For three decades, Europe has been habituated to Schengen, to use a term that the philosopher Jacques Derrida (himself Algerian-born) would use at a demonstration for undocumented migrants in 1996. He was speaking four months after the eviction of the Saint-Bernard church, which brought between fifteen and twenty thousand Parisians to the streets in protest. Derrida lamented the criminalization of hospitality — by which he meant the church’s hospitality to the sans-papiers in particular, and, more philosophically, the very notion of a « crime of hospitality ». He called for civil disobedience; he asked his listeners to « demand (…) that parties of the so-called left be consistent with their principles ». Schengen’s logic was not hard to deconstruct; the « internationalization » or « so-called globalization » of which it was a piece was « the last commonplace of the worst confusions and even of calculated mystifications. »7
Derrida’s was the sort of speech that would go both over and under the heads of Schengen’s creators and apologists, for it riffed on abstractions and conceptual histories.

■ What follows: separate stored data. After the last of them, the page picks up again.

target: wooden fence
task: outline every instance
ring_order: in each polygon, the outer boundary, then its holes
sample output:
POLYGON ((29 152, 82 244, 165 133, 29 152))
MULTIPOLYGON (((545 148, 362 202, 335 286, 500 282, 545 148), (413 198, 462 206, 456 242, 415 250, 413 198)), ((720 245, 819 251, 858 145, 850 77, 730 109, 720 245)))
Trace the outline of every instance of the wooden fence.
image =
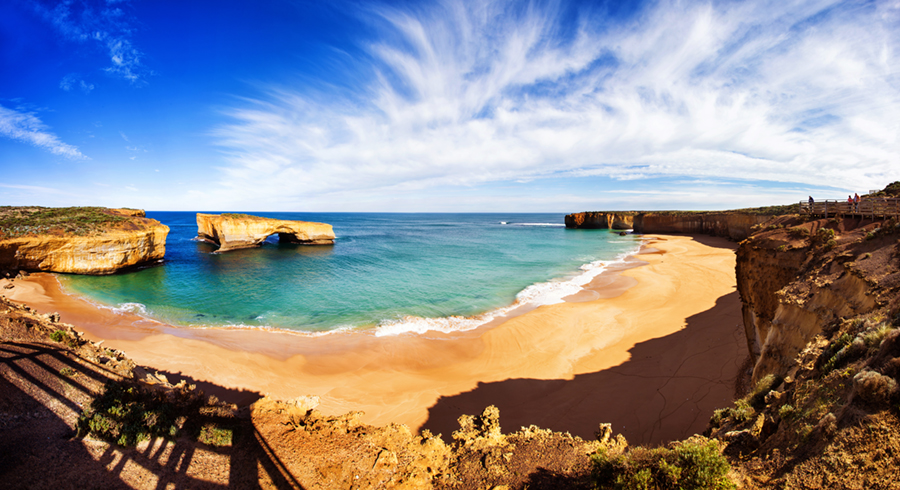
POLYGON ((900 216, 900 199, 874 198, 861 199, 859 204, 826 199, 824 201, 800 201, 800 214, 812 216, 859 216, 863 218, 887 218, 900 216))

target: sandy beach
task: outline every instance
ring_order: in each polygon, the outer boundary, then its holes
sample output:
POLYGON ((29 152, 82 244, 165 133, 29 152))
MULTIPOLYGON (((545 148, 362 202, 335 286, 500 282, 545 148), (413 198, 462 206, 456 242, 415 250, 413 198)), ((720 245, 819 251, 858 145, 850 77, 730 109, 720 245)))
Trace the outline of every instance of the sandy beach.
POLYGON ((507 430, 535 424, 590 438, 610 422, 632 443, 658 443, 702 432, 732 399, 747 357, 735 247, 648 238, 565 303, 452 335, 177 328, 67 295, 50 274, 0 294, 231 401, 316 395, 324 413, 363 411, 367 423, 445 437, 457 417, 493 404, 507 430))

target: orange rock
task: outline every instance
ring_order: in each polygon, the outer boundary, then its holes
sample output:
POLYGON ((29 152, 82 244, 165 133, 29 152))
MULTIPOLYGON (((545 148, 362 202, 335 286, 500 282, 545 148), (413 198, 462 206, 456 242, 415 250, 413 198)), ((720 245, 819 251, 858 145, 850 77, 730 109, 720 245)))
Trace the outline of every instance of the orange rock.
POLYGON ((282 241, 331 245, 334 230, 326 223, 260 218, 247 214, 197 213, 197 236, 219 246, 219 252, 259 246, 278 233, 282 241))
MULTIPOLYGON (((141 211, 143 213, 143 211, 141 211)), ((161 260, 169 227, 135 218, 102 233, 37 235, 0 240, 0 269, 103 275, 161 260)))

But his improvised remarks captured well the « terrifying » classifications of avec vs. sans papiers. What, he asked, is a sans-papiers lacking, exactly? « The expression is a strange one, at once disturbing and terribly familiar. One does not know if it is an adjective, an attribute, or a noun, whether it is pronounced in the singular or the plural. » What was lacking, he observed, was « the right, the right to a right » (here likely gesturing to Hannah Arendt’s « right to have rights »). Beneath the term, he suggested, was « an entire process (…) that was sometimes slow and insidious, at other times explosive, brutal, accelerated like a police raid on a church. » And here the metaphor of habit entered the analysis: « This terrifying habituation that has acclimatized this word to our lexicon would deserve long analyses. » Europe without Borders is a worthy contribution to that long analysis.